Seuls les travailleurs du transport peuvent proposer une issue

Face aux larmes de crocodiles des patrons du transport qui s’inquiète pour leurs propres intérêts, les salariés du transport seront en première ligne d’un déconfinement qui s’annonce catastrophique. Or, dans une situation qui expose des milliers d’usagers à l’épidémie au nom de la relance de l’activité économique, seuls les travailleurs du transport peuvent offrir une issue.

De fait, le début de l’épidémie, les salariés ont montré qu’ils étaient les mieux à mêmes, depuis le terrain, de déterminer quelles étaient les mesures à mettre en place pour leur protection et celle des usagers.

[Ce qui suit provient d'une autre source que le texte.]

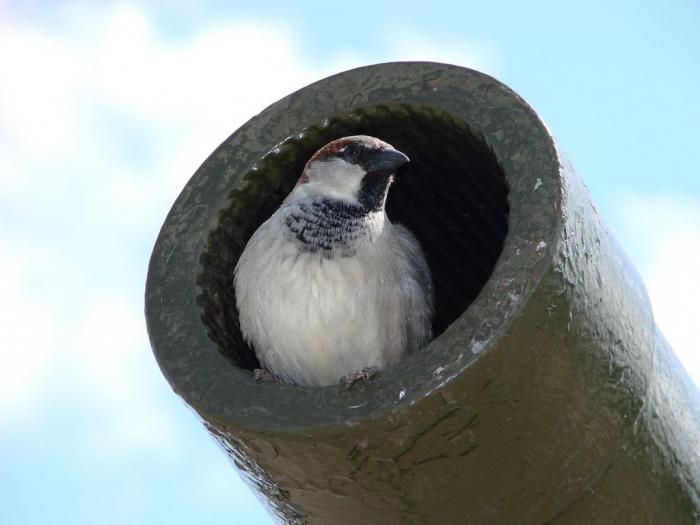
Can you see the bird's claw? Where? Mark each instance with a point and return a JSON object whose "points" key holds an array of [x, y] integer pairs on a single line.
{"points": [[364, 374]]}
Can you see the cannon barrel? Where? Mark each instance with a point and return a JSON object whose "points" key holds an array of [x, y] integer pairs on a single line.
{"points": [[548, 394]]}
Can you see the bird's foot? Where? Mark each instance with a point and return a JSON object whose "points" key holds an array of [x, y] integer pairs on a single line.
{"points": [[260, 374], [364, 374]]}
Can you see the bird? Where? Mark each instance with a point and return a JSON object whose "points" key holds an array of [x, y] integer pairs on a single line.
{"points": [[328, 289]]}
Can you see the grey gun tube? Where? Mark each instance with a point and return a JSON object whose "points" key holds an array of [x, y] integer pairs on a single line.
{"points": [[547, 396]]}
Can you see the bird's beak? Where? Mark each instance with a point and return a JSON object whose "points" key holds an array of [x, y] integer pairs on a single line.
{"points": [[386, 161]]}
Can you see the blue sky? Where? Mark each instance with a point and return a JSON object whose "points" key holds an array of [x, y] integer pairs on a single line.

Par leurs droits de retrait, ils ont fréquemment fait bouger les lignes, imposé des mesures d’hygiène supplémentaires ou fait fermer les productions non-essentielles. A la RATP et la SNCF la mobilisation des syndicalistes de terrain sur la base des remarques des salariés en première ligne a joué un rôle central. Une dynamique dont rend compte un élu CSE à la SNCF : « La direction ne sait pas comment faire ! Ils sont dépendants de nous, et ont organisé au moins 4 CSSCT sur chaque service ainsi que des CSE extras ces dernières semaines pour avoir nos remontées de terrain et notre vision. C’est la première fois qu’on a un tel poids et qu’on est aussi écouté, parce qu’ils sont paumés mais aussi qu’ils craignent les mobilisations et droits de retrait. ». De même, à la RATP, les contrôles de bus menés par les syndicats ont permis d’imposer une évolution des process de désinfection.

De même, le 11 mai, si le gouvernement décide de maintenir le déconfinement, ce sont les travailleurs qui pourront s’opposer à un plan qui met en danger les usagers, en exerçant leur droit de retrait et en se mobilisant pour imposer des mesures protectrices pour toutes et tous.